ÓRGÃO JULGADOR : 3ª Câmara Especializada Cível

AGRAVO DE INSTRUMENTO (202) No 0756631-42.2023.8.18.0000

Agravante: MED IMAGEM S/C

Advogado: Paulo Gustavo Coelho Sepúlveda (OAB/PI nº 3.923)

Agravado: EDIMUNDO NUNES DOS SANTOS

Advogado: Sem advogado cadastrado

RELATOR(A): Desembargador AGRIMAR RODRIGUES DE ARAÚJO



EMENTA


AGRAVO DE INSTRUMENTO. CUSTAS PROCESSUAIS. JUSTIÇA GRATUITA. AUSÊNCIA DE ADIANTAMENTO. PARTE VENCIDA. CÁLCULO SOBRE O VALOR ATRIBUÍDO À CAUSA. RECURSO CONHECIDO E IMPROVIDO.

1. A princípio, convém destacar que incumbe às partes do processo o adiantamento das despesas nele realizadas, e ao vencido a pagar as despesas que o vencedor antecipou, conforme previsão do art. 82, caput e §2º do CPC.

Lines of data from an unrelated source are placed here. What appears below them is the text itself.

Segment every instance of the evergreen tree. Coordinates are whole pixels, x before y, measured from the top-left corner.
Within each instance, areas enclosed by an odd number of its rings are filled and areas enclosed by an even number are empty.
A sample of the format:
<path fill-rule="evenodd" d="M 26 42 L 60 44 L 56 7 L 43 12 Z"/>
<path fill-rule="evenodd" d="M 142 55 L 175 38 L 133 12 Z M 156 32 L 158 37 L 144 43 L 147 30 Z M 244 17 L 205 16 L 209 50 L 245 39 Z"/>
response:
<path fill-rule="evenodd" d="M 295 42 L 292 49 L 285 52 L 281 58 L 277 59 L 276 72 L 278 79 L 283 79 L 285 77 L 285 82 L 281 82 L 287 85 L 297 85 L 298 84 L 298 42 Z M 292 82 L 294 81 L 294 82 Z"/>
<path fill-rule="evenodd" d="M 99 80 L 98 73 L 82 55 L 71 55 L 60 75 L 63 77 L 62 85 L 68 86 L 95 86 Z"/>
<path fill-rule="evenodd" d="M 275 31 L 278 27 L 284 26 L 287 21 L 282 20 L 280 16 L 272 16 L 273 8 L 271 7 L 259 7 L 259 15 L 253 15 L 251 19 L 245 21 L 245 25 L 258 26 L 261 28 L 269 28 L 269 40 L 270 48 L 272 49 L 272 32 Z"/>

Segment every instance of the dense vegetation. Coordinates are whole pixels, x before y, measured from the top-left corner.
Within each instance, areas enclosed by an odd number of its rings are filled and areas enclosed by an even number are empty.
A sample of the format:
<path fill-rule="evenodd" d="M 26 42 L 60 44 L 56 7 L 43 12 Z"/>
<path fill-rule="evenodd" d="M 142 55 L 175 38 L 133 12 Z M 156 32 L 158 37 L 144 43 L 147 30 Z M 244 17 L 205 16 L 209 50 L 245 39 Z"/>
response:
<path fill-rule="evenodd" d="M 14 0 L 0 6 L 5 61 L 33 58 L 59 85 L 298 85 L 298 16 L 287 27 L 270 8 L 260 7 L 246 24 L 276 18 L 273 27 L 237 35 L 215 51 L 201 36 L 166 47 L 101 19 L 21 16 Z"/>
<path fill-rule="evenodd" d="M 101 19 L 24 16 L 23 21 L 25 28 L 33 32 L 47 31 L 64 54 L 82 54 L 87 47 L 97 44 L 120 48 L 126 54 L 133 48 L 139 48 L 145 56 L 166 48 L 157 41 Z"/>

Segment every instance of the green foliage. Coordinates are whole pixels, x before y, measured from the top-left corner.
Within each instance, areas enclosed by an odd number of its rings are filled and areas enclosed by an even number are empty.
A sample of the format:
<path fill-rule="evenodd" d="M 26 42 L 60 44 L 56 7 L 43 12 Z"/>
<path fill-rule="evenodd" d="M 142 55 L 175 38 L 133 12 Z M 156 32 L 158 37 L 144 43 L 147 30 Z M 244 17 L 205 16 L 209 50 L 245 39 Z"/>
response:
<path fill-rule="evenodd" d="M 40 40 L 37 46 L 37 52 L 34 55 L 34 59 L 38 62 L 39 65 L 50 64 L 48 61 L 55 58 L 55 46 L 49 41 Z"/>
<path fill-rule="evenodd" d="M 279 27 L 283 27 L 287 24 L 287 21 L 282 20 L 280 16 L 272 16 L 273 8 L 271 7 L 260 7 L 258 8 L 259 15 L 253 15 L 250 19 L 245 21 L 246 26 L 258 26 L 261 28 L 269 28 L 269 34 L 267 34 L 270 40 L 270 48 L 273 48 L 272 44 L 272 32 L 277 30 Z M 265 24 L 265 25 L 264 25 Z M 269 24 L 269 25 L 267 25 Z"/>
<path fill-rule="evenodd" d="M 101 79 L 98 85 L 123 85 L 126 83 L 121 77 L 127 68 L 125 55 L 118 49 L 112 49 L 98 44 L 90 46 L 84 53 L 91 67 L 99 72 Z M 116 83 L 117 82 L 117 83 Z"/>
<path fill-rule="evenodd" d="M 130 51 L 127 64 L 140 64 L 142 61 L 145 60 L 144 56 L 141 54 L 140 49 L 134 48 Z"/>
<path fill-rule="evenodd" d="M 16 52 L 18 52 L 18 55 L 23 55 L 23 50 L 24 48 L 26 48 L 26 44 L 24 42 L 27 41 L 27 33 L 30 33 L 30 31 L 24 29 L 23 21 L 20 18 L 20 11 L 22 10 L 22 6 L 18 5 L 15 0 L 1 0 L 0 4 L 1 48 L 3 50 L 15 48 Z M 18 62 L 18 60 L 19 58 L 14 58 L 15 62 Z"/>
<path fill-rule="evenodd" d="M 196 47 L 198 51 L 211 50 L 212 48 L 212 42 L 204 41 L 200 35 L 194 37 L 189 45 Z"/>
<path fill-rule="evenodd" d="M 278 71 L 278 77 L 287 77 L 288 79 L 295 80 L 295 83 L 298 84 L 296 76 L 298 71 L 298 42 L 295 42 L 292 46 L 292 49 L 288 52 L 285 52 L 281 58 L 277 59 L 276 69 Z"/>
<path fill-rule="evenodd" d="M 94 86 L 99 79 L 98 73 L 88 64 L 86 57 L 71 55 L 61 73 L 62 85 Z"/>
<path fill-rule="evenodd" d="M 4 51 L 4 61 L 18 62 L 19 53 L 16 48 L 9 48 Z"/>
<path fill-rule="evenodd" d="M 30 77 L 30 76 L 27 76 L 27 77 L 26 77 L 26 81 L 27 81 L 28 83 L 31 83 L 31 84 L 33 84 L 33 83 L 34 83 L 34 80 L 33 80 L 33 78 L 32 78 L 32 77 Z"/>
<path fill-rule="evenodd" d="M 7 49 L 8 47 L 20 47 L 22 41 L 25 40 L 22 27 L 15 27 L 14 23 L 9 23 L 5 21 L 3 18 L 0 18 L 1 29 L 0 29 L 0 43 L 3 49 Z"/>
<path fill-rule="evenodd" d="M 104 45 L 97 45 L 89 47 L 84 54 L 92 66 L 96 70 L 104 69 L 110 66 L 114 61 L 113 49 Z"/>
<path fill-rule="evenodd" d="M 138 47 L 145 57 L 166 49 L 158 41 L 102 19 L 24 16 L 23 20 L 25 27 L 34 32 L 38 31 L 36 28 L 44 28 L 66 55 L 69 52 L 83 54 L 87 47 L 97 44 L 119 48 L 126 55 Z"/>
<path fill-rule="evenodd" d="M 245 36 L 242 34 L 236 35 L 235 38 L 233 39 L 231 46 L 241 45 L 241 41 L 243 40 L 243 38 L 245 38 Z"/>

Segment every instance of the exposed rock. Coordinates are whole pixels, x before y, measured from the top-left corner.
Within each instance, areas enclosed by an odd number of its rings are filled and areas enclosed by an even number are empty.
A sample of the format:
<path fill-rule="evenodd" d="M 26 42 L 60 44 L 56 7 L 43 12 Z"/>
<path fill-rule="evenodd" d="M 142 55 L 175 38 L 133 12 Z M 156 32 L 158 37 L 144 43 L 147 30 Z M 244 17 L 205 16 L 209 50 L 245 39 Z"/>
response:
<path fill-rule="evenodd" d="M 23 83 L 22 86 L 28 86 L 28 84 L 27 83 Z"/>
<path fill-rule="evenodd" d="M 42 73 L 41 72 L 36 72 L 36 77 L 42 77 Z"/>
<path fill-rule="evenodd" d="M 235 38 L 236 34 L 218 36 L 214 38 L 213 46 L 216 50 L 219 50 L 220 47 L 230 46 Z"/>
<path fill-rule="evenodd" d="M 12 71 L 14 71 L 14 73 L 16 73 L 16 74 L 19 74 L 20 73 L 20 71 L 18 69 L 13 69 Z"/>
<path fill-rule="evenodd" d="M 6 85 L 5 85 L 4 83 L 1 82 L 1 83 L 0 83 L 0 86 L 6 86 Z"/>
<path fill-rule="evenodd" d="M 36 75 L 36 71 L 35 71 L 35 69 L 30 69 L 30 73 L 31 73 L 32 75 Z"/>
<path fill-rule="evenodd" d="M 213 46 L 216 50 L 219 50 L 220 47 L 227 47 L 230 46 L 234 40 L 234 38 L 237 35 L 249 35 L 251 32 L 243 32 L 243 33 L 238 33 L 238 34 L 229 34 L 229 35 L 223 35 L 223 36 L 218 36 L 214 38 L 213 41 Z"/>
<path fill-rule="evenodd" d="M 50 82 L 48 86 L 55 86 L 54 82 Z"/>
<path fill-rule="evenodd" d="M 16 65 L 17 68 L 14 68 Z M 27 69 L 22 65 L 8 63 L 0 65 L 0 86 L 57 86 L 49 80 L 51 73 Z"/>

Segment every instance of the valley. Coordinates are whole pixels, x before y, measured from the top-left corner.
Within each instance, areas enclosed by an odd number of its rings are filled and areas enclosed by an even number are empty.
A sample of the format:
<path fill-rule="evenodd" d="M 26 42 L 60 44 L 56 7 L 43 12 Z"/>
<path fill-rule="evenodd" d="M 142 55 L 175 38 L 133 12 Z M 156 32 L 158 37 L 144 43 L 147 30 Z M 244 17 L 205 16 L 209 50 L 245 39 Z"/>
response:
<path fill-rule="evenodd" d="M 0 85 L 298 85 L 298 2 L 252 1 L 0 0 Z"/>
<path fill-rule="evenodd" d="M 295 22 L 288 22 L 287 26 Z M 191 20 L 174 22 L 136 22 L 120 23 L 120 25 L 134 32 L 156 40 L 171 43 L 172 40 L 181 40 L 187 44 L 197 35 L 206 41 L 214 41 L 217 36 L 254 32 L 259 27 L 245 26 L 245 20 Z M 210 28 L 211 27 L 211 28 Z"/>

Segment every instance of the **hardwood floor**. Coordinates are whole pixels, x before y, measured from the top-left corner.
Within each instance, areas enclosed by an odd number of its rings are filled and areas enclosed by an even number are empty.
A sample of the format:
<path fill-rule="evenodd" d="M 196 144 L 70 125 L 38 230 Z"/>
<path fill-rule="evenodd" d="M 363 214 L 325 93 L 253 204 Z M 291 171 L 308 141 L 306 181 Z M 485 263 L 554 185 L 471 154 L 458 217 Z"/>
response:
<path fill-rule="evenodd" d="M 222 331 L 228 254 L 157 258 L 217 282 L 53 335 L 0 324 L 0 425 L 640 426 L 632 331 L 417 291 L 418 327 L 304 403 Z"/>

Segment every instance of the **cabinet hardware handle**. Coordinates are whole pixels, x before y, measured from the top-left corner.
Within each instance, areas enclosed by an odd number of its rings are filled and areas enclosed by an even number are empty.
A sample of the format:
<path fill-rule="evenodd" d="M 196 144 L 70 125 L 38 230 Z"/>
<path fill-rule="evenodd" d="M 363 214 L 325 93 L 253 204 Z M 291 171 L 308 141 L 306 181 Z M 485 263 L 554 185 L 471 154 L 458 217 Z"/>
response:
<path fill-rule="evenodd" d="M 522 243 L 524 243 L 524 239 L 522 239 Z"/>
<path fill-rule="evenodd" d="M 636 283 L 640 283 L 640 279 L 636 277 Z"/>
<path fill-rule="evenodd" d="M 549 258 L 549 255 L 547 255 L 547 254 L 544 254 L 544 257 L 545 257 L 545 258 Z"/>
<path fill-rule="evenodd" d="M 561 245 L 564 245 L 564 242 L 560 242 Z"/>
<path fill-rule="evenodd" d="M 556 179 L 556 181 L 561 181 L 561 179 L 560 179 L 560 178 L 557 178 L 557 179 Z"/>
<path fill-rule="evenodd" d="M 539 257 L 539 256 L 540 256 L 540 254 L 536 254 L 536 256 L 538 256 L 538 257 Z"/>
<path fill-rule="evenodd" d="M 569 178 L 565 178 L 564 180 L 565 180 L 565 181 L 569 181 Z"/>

2. Ainda sobre o tema, a Lei Estadual n.º 6.920/16 determina que, em regra, as custas processuais deverão ser recolhidas no momento da distribuição, tomando por base o valor da causa, sendo que, ao vencido, cabe ressarci-las, caso o autor as tenha adiantado.

3. Na hipótese de deferimento da gratuidade da justiça em favor do proponente, interpreto que tal benefício apenas o exime do adiantamento das custas, sendo que, ao final, o vencido deverá custear todos os atos praticados durante o processo e não recolhidos previamente, dentre eles as custas iniciais, na forma do art. 5, III da Lei Estadual n.º 6.920/16

4. Ora, se a gratuidade da justiça apenas isenta o beneficiário do adiantamento das custas, é certo que a parte vencida da demanda deverá pagar, ao final, as custas processuais tomando por base o valor da causa, já que é sobre este valor que os normativos destacados determinam o seu recolhimento/adiantamento, como acertadamente entendeu o juízo primevo.

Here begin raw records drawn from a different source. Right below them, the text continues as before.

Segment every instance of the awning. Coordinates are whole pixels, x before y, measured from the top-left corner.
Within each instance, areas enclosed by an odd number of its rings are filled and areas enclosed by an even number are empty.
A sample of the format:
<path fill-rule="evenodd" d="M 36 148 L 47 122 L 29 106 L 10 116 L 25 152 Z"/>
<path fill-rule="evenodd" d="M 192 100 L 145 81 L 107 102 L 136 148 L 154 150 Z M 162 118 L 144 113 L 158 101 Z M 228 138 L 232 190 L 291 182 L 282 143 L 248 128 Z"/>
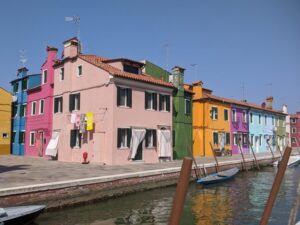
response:
<path fill-rule="evenodd" d="M 146 129 L 132 129 L 130 159 L 135 158 L 139 144 L 144 140 L 145 135 Z"/>
<path fill-rule="evenodd" d="M 55 157 L 57 155 L 57 144 L 59 139 L 59 132 L 53 131 L 49 144 L 46 148 L 45 155 Z"/>
<path fill-rule="evenodd" d="M 170 130 L 158 130 L 159 157 L 171 157 L 171 132 Z"/>

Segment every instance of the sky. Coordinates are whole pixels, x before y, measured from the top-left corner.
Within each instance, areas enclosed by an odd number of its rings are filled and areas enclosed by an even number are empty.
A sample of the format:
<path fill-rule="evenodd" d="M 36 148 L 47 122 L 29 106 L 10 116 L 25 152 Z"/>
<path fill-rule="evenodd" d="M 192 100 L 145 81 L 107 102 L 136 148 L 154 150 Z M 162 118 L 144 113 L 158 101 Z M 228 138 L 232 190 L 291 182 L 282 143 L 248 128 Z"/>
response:
<path fill-rule="evenodd" d="M 38 73 L 46 46 L 77 35 L 84 54 L 184 67 L 217 96 L 300 111 L 299 0 L 5 0 L 0 7 L 0 86 L 27 59 Z M 23 53 L 22 53 L 22 50 Z M 299 89 L 298 89 L 299 88 Z"/>

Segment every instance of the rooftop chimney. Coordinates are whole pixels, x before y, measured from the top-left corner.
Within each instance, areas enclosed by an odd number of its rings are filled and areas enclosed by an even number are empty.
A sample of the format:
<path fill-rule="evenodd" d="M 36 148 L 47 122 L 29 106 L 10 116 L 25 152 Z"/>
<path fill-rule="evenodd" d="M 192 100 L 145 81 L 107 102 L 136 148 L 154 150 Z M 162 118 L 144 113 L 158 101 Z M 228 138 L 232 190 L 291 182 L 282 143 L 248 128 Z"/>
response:
<path fill-rule="evenodd" d="M 261 103 L 261 107 L 266 108 L 266 103 L 265 102 Z"/>
<path fill-rule="evenodd" d="M 64 44 L 64 59 L 65 58 L 73 58 L 79 55 L 79 41 L 76 37 L 71 38 L 63 42 Z"/>
<path fill-rule="evenodd" d="M 287 105 L 283 105 L 283 106 L 282 106 L 282 112 L 285 113 L 285 114 L 288 113 Z"/>
<path fill-rule="evenodd" d="M 26 67 L 21 67 L 18 69 L 17 77 L 25 77 L 27 76 L 28 69 Z"/>
<path fill-rule="evenodd" d="M 180 66 L 174 66 L 172 69 L 172 83 L 178 89 L 183 89 L 184 70 L 185 69 Z"/>
<path fill-rule="evenodd" d="M 266 98 L 266 108 L 273 109 L 273 96 L 269 96 Z"/>

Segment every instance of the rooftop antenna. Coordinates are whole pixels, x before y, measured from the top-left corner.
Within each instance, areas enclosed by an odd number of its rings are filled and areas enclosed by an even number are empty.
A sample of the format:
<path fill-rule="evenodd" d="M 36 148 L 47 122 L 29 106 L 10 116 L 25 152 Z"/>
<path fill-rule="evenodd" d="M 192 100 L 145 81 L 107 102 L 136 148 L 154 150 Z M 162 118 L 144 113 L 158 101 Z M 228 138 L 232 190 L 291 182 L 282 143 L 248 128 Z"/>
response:
<path fill-rule="evenodd" d="M 25 67 L 25 64 L 27 62 L 27 58 L 26 58 L 26 50 L 22 49 L 20 51 L 20 62 L 22 64 L 22 67 Z"/>
<path fill-rule="evenodd" d="M 242 92 L 243 92 L 243 99 L 242 100 L 246 100 L 245 99 L 245 84 L 244 84 L 244 81 L 243 81 L 243 84 L 242 84 Z"/>
<path fill-rule="evenodd" d="M 191 64 L 191 67 L 194 68 L 194 81 L 196 81 L 197 75 L 198 75 L 198 64 L 197 63 L 193 63 L 193 64 Z"/>
<path fill-rule="evenodd" d="M 163 45 L 163 48 L 166 49 L 166 70 L 169 69 L 169 44 L 166 43 Z"/>
<path fill-rule="evenodd" d="M 267 83 L 267 86 L 270 86 L 270 96 L 272 96 L 273 95 L 273 91 L 272 91 L 272 86 L 273 86 L 273 84 L 272 83 Z"/>
<path fill-rule="evenodd" d="M 80 17 L 79 16 L 66 16 L 65 17 L 66 22 L 73 22 L 76 25 L 77 29 L 77 39 L 80 40 Z"/>

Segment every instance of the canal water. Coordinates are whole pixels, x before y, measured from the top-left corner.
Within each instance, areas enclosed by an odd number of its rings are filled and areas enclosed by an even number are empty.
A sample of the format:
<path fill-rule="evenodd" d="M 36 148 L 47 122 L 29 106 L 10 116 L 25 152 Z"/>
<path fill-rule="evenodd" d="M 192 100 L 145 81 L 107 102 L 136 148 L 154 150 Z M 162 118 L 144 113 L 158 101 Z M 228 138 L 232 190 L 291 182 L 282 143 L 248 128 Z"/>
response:
<path fill-rule="evenodd" d="M 269 196 L 277 169 L 239 173 L 232 181 L 202 187 L 191 184 L 182 225 L 256 225 Z M 295 201 L 300 167 L 286 171 L 270 225 L 285 225 Z M 156 189 L 41 215 L 36 225 L 165 225 L 176 187 Z M 298 210 L 297 221 L 300 220 Z"/>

5. Agravo de Instrumento conhecido e improvido. Decisão mantida.


 


DECISÃO


Acordam os componentes da 3ª Câmara Especializada Cível, à unanimidade, em conhecer do presente recurso e negar-lhe provimento, mantendo-se a decisão recursada em todos os seus termos. Intimem-se. Cumpra-se. Oficie-se ao juízo a quo acerca desta decisão. Decorrido o prazo de recurso, dê-se baixa, na forma do voto do Relator.



RELATÓRIO



Trata-se de Agravo de Instrumento, com pedido de efeito suspensivo, interposto por MEDPLAN ASSISTENCIA MEDICA LTDA, contra decisão interlocutória proferida pelo Juízo da 8ª Vara Cível da Comarca de Teresina – PI, que, nos autos de Ação de Obrigação de Fazer c/c Pedido de Tutela Antecipada de Urgência e Reparação de Danos, proposta por EDIMUNDO NUNES DOS SANTOS, que determinou:


Portanto indefiro o pedido de ID. 36045572 - Pág. 689, para determinar que a requerida proceda ao pagamento das custas, no prazo de 15 (quinze) dias, sob pena de inscrição do débito junto a dívida ativa do Estado.”


Nas razões do recurso, o requerido, ora Agravante, argumenta, basicamente, que: i) o juízo de origem determinou o pagamento das custas processuais tendo como base o valor da causa; ii) é pacífico o entendimento de que deve incidir sobre o valor do proveito econômico ou da condenação; iii) como houve acordo homologado nos autos, é sobre este valor que devem ser pagas as custas processuais. Requereu, ao final, o provimento do recurso

Tutela recursal indeferida (id.125486366).

Embora intimada, a parte agravada não apresentou contrarrazões.

Deixei de encaminhar os autos ao Ministério Público Superior, tendo em vista a recomendação contida no Ofício Circular nº 174/2021 deste Egrégio Tribunal de Justiça, uma vez que não vislumbro hipótese que justifique a sua intervenção.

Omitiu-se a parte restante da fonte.